Router configuration file
The collectors and the sinks are connected through the router. The router forwards the metrics to the sinks but enables some data processing. A common example is to tag all passing metrics like adding cluster=mycluster
. But also aggregations like "take the average of all 'ipc' metrics" (ipc -> Instructions Per Cycle). Since the configurations of these aggregations can be quite complicated, we refer to the router's README.
A simple router configuration file to start with looks like this:
{
"add_tags" : [
{
"key" : "cluster",
"value" : "mycluster",
"if" : "*"
}
],
"interval_timestamp" : false,
"num_cache_intervals" : 0
}
With the add_tags
section, we tell to attach the cluster=mycluster
tag to each (*
metric). The interval_timestamp
tell the router to not touch the timestamp of metrics. It is possible to send all metrics within an interval with a common time stamp to avoid later alignment issues. The num_cache_intervals
diables the cache completely. The cache is only required if you want to do complex metric aggregations.
All configuration options can be found here.
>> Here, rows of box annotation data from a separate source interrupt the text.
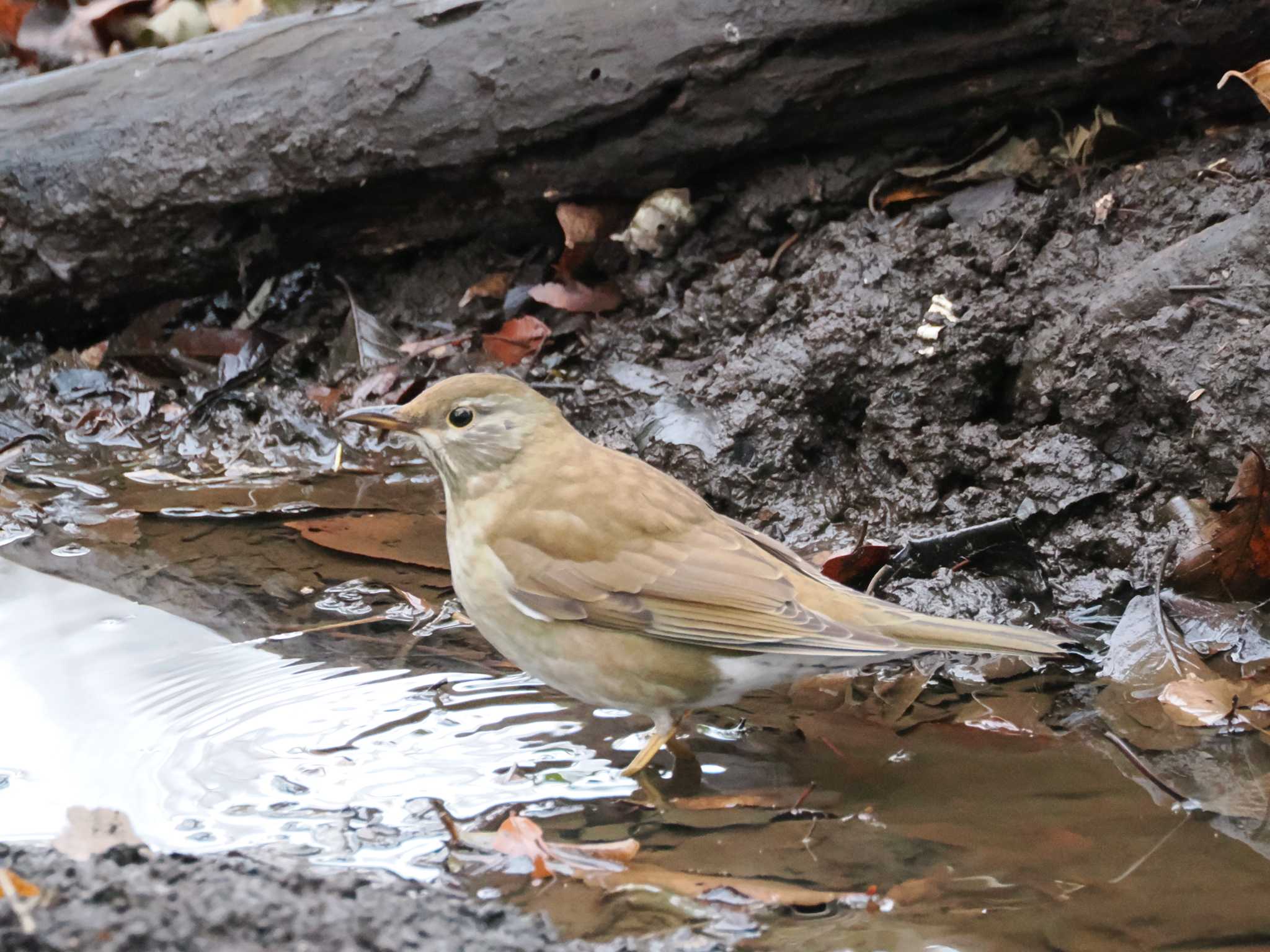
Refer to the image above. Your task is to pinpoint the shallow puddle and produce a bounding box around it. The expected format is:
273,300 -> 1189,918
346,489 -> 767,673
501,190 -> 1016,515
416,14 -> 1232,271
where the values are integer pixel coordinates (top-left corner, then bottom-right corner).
0,464 -> 1270,951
Receivers configuration file
The receivers are a special feature of the CC Metric Collector to enable simpler integration into exising setups. While collectors query data from the local system, the receivers commonly get data from other systems through some network technology like HTTP or NATS. The idea is keep the current setup but send it to a CC Metric Collector which forwards it to the the destination system (if a sink exists for it). For most setups, the receivers are not required and an the receiver config file should contain only an empty JSON map ({}
).
{
"nats_rack0": {
"type": "nats",
"address" : "nats-server.example.org",
"port" : "4222",
"subject" : "rack0",
},
"nats_rack1": {
"type": "nats",
"address" : "nats-server.example.org",
"port" : "4222",
"subject" : "rack1",
}
}
This example configuration creates two receivers with the names nats_rack0
and nats_rack1
. While one subscribes to metrics published with the rack0
subject, the other one subscribes to the rack0
subject. The NATS server is the same as it manages all subjects in a subnet. (As example, the router could add tags rack=0
and rack=1
respectively to the received metrics.)
All types and possible receiver-specific configuration options can be found here.